There are various reasons for these price increases.
- First, the raw materials used to build wind turbines are in short supply. As the transition to net-zero gathers pace, demand for materials needed for renewable energy sources is increasing, driving up prices.
- Next, the high price of oil has caused raw materials to increase. Russia’s invasion of Ukraine in February 2022 has caused prices to spike. When oil prices rise, the cost of raw materials inevitably increases. The war in Ukraine has also directly caused the price of raw materials to increase by disrupting supply chains. Russia and Ukraine are significant producers of steel, which are vital in producing wind turbines.

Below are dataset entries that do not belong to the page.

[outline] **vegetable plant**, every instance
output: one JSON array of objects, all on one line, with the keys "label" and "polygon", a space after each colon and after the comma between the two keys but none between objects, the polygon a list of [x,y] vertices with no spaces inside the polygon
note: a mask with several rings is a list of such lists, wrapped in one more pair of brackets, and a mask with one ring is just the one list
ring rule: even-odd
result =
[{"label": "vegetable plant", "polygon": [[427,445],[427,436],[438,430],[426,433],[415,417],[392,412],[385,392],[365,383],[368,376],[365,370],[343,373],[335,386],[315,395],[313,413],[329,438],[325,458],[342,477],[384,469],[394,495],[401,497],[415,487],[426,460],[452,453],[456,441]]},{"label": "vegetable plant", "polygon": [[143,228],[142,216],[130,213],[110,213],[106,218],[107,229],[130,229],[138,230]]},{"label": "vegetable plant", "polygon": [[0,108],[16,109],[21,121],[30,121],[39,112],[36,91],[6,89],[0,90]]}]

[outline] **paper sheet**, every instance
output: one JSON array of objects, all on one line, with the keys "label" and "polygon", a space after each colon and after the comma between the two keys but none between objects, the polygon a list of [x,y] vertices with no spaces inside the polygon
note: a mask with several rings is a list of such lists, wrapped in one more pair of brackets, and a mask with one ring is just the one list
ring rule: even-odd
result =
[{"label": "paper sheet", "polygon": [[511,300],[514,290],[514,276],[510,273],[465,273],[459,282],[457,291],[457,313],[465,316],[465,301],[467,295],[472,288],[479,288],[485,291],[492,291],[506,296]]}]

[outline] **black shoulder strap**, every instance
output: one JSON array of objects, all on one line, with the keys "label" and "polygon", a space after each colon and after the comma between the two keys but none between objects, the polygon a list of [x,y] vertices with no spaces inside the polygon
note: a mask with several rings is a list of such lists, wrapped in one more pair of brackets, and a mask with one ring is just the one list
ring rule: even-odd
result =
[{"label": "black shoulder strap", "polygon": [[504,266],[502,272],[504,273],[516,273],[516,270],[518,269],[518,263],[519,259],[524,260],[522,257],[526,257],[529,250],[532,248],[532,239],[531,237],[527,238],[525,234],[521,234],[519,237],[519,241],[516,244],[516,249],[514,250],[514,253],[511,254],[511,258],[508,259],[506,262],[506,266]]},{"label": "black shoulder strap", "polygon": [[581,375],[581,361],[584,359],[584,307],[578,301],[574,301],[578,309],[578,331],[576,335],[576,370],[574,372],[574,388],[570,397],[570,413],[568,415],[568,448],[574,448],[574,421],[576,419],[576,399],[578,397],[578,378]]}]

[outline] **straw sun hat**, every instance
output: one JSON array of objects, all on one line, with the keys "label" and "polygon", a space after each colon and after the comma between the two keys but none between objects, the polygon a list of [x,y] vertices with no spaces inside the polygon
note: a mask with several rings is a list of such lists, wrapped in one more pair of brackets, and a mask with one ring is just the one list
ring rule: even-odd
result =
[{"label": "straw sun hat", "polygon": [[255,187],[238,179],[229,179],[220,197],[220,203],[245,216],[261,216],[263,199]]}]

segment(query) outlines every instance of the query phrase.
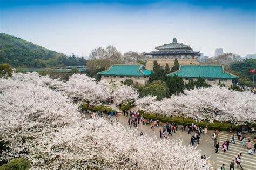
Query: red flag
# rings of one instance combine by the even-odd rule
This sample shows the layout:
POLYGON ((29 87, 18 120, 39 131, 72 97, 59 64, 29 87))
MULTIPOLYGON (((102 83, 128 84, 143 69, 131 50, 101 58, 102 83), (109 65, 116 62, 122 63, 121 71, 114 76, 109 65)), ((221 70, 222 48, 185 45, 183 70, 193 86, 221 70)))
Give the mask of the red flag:
POLYGON ((255 72, 255 69, 252 69, 249 71, 250 73, 254 73, 255 72))

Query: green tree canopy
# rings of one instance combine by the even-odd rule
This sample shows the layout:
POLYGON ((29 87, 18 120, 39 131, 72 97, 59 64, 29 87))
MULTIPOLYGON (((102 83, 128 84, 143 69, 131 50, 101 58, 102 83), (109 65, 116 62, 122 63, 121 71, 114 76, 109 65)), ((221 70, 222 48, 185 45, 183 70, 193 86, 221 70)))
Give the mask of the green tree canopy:
POLYGON ((127 86, 133 85, 133 81, 131 79, 126 79, 125 80, 124 80, 124 84, 127 86))
POLYGON ((169 94, 178 94, 184 93, 184 83, 182 78, 177 76, 174 77, 168 77, 166 80, 167 86, 169 88, 169 94))
POLYGON ((168 65, 168 63, 166 63, 166 64, 165 65, 165 74, 169 74, 170 73, 170 67, 169 65, 168 65))
POLYGON ((0 33, 0 64, 35 68, 86 65, 84 57, 69 57, 7 34, 0 33))
POLYGON ((9 64, 0 64, 0 77, 7 79, 12 77, 12 69, 9 64))
POLYGON ((140 92, 140 96, 148 95, 156 96, 158 100, 167 97, 169 93, 166 83, 162 80, 154 81, 148 86, 143 87, 140 92))
POLYGON ((178 60, 177 59, 177 58, 175 58, 174 66, 172 67, 172 69, 171 69, 171 72, 173 72, 177 70, 179 70, 179 62, 178 62, 178 60))

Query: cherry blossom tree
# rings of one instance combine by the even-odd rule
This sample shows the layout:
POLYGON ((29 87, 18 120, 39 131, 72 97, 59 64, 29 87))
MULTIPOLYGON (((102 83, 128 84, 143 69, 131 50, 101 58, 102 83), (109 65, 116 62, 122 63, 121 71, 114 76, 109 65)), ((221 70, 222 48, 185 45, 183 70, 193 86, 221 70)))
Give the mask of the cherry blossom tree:
POLYGON ((201 159, 200 151, 184 145, 180 140, 139 136, 138 131, 111 124, 104 118, 95 117, 80 123, 41 142, 35 152, 34 157, 39 159, 35 160, 34 166, 56 169, 210 167, 207 160, 201 159))
POLYGON ((8 147, 0 159, 26 157, 45 134, 79 119, 69 98, 34 83, 0 79, 0 138, 8 147))
MULTIPOLYGON (((37 169, 210 168, 200 151, 180 140, 140 136, 104 118, 82 118, 69 91, 36 79, 0 79, 0 138, 8 148, 1 160, 25 158, 37 169)), ((78 79, 80 86, 88 79, 78 79)))
POLYGON ((70 77, 69 81, 58 86, 55 84, 55 86, 80 104, 88 103, 100 105, 111 94, 111 91, 104 84, 98 83, 86 74, 75 74, 70 77))
POLYGON ((117 105, 134 101, 139 98, 139 93, 132 86, 118 87, 112 94, 113 100, 117 105))
POLYGON ((145 97, 138 99, 136 104, 145 112, 189 117, 199 121, 240 124, 254 123, 256 120, 256 97, 251 92, 214 86, 186 90, 184 93, 163 99, 160 103, 152 97, 145 97), (151 104, 147 103, 148 100, 151 104), (145 107, 147 105, 150 107, 145 107))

- Finally, a global energy infrastructure gap contributes to rising raw material costs. Around the world, governments have pumped billions into energy infrastructure, which has increased the demand for raw materials to build the infrastructure. Unfortunately, the raw material market cannot currently scale to meet the infrastructure demand since it takes up to a decade to open a new material mine. Therefore, the price of presently available raw materials is rising.
Do More with What We Have
To combat rising raw material costs, the offshore wind industry must become more efficient and do more with what it has.

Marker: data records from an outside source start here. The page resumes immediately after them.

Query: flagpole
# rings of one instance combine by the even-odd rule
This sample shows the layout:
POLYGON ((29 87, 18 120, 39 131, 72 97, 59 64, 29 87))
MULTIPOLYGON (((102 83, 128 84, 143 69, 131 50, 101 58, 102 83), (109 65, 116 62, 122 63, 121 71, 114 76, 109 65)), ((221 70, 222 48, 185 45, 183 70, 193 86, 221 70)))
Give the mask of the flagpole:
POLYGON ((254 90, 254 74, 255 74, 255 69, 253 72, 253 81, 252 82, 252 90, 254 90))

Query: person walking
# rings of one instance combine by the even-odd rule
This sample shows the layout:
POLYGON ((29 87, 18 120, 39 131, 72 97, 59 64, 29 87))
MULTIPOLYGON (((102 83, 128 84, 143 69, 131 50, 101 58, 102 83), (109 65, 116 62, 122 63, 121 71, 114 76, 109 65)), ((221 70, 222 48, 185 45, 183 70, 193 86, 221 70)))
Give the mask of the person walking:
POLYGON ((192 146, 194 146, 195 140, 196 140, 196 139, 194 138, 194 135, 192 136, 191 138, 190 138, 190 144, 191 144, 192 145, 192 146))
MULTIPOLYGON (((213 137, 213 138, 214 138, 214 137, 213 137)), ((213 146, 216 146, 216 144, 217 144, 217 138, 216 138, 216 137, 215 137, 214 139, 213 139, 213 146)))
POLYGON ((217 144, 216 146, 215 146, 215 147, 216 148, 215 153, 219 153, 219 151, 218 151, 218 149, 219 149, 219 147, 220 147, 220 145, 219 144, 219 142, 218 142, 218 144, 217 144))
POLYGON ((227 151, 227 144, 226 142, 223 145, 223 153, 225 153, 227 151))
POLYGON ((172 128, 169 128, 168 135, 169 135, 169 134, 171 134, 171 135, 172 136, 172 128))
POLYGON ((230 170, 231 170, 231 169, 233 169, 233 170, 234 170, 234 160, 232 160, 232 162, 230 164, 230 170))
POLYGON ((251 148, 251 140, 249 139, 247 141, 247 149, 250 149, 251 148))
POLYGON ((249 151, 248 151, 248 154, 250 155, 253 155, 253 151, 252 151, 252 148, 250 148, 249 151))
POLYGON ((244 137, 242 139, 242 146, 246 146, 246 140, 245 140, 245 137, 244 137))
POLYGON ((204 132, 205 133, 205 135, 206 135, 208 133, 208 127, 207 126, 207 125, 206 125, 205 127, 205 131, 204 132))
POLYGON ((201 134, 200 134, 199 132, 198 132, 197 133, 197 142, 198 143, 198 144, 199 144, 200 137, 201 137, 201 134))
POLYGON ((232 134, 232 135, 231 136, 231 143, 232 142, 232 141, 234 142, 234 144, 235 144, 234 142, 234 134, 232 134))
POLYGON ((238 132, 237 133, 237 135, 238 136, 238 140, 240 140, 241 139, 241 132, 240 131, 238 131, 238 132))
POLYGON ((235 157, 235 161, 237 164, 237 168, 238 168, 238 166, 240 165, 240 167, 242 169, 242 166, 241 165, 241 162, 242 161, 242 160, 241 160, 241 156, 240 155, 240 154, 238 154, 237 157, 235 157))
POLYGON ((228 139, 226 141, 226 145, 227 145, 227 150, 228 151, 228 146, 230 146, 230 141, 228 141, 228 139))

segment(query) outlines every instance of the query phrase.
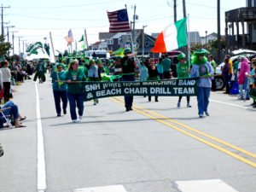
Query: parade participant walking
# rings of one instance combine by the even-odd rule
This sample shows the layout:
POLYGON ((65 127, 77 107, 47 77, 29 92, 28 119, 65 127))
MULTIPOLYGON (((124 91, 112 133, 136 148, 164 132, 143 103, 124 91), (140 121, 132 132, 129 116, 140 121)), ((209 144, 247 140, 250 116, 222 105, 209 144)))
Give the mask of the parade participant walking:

The industry could look at the history of the internal combustion engine for inspiration, which has become more dramatically more efficient over time. In 1975, the average car’s fuel efficiency was 13.2 miles per gallon, which has risen to 25 miles per gallon today with better designs.
Currently, attempts are being made to follow the same path as the internal combustion engine in the offshore wind industry by optimising design processes. An excellent example is Norwegian developer Wind Catching System’s innovative offshore wind technology, which uses significantly less raw materials than a conventional wind turbine.
However, the offshore wind industry is being held back by an inability to go into enough detail when modelling wind turbines to create better designs. Current modelling is done by dated technology that cannot model large assets in detail, making it very difficult to improve design and efficiency.
Therefore, to mitigate rising raw material costs and create leaner designs, the industry must embrace innovative technology to allow it to model in greater detail.
Here is where Akselos can help. Unlike dated modelling software, our software can model wind turbine components quickly and in full detail, allowing for optimal design. For instance, in a recent wind turbine design project with Lamprell, we used our software to build a highly detailed model of an offshore wind foundation, the part of the structure that supports the turbine. The project showed that our predictive digital twin technology could reduce the steel weight and associated costs of offshore wind jacket foundations by up to 30%.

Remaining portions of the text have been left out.